Re: [PATCH 0/1] mm: improve folio refcount scalability

From: Linus Torvalds

Date: Sun Mar 01 2026 - 13:53:31 EST


On Sat, 28 Feb 2026 at 19:27, Linus Torvalds
<torvalds@xxxxxxxxxxxxxxxxxxx> wrote:
>
> This attached patch is ENTIRELY UNTESTED.

Here's a slightly cleaned up and further simplified version, which is
also actually tested, although only in the "it boots for me" sense.

It generates good code at least with clang:

.LBB76_7:
movl $1, %eax
.LBB76_8:
leal 1(%rax), %ecx
lock cmpxchgl %ecx, 52(%rdi)
sete %cl
je .LBB76_10
testl %eax, %eax
jne .LBB76_8
.LBB76_10:

which actually looks both simple and fairly optimal for that sequence.

Of course, since this is very much about cacheline access patterns,
actual performance will depend on random microarchitectural issues
(and not just the CPU core, but the whole memory subsystem).

Can somebody with a good - and relevant - benchmark system try this out?

Linus
include/linux/page_ref.h | 11 +++++++++--
1 file changed, 9 insertions(+), 2 deletions(-)

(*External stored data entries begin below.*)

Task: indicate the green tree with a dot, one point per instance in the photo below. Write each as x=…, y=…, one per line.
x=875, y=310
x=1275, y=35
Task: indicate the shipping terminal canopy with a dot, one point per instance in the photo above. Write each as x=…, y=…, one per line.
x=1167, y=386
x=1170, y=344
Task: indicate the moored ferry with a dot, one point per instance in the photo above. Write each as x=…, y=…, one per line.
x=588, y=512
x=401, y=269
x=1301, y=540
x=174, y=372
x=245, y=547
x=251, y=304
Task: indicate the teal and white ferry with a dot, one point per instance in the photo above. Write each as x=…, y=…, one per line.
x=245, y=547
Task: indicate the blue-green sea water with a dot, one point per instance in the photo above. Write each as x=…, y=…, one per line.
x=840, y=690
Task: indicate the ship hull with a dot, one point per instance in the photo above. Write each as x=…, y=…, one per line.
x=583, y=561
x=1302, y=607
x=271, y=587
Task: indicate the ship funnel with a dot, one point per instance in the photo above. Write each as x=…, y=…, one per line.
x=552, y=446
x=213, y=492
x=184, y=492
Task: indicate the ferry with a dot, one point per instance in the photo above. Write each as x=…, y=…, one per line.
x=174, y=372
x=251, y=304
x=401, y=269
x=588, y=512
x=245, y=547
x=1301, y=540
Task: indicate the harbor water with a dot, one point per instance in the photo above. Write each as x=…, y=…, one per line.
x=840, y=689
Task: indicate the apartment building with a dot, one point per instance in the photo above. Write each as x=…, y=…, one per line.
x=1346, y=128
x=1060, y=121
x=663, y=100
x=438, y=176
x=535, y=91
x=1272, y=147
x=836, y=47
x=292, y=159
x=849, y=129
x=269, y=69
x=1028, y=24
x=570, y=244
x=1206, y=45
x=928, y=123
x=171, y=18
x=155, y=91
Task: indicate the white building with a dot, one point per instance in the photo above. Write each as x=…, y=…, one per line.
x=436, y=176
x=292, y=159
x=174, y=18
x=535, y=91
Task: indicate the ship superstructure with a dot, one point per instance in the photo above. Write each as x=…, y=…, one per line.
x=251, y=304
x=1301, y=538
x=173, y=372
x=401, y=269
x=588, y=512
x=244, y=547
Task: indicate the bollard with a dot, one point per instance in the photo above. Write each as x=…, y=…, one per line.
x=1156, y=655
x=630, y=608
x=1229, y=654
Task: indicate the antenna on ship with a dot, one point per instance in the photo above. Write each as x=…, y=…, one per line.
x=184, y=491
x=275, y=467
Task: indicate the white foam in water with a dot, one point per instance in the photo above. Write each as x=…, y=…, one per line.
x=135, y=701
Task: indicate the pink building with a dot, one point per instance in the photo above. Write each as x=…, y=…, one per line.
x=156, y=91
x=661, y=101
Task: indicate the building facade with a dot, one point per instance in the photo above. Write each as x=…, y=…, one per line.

diff --git a/include/linux/page_ref.h b/include/linux/page_ref.h
index 544150d1d5fd..d8e4f175f74c 100644
--- a/include/linux/page_ref.h
+++ b/include/linux/page_ref.h
@@ -234,8 +234,15 @@ static inline bool page_ref_add_unless(struct page *page, int nr, int u)

rcu_read_lock();
/* avoid writing to the vmemmap area being remapped */
- if (page_count_writable(page, u))
- ret = atomic_add_unless(&page->_refcount, nr, u);
+ if (page_count_writable(page, u)) {
+ /* Assume count == 1, don't read it! */
+ int old = 1;
+ do {
+ ret = atomic_try_cmpxchg(&page->_refcount, &old, old+1);
+ if (likely(ret))
+ break;
+ } while (old);
+ }
rcu_read_unlock();

if (page_ref_tracepoint_active(page_ref_mod_unless))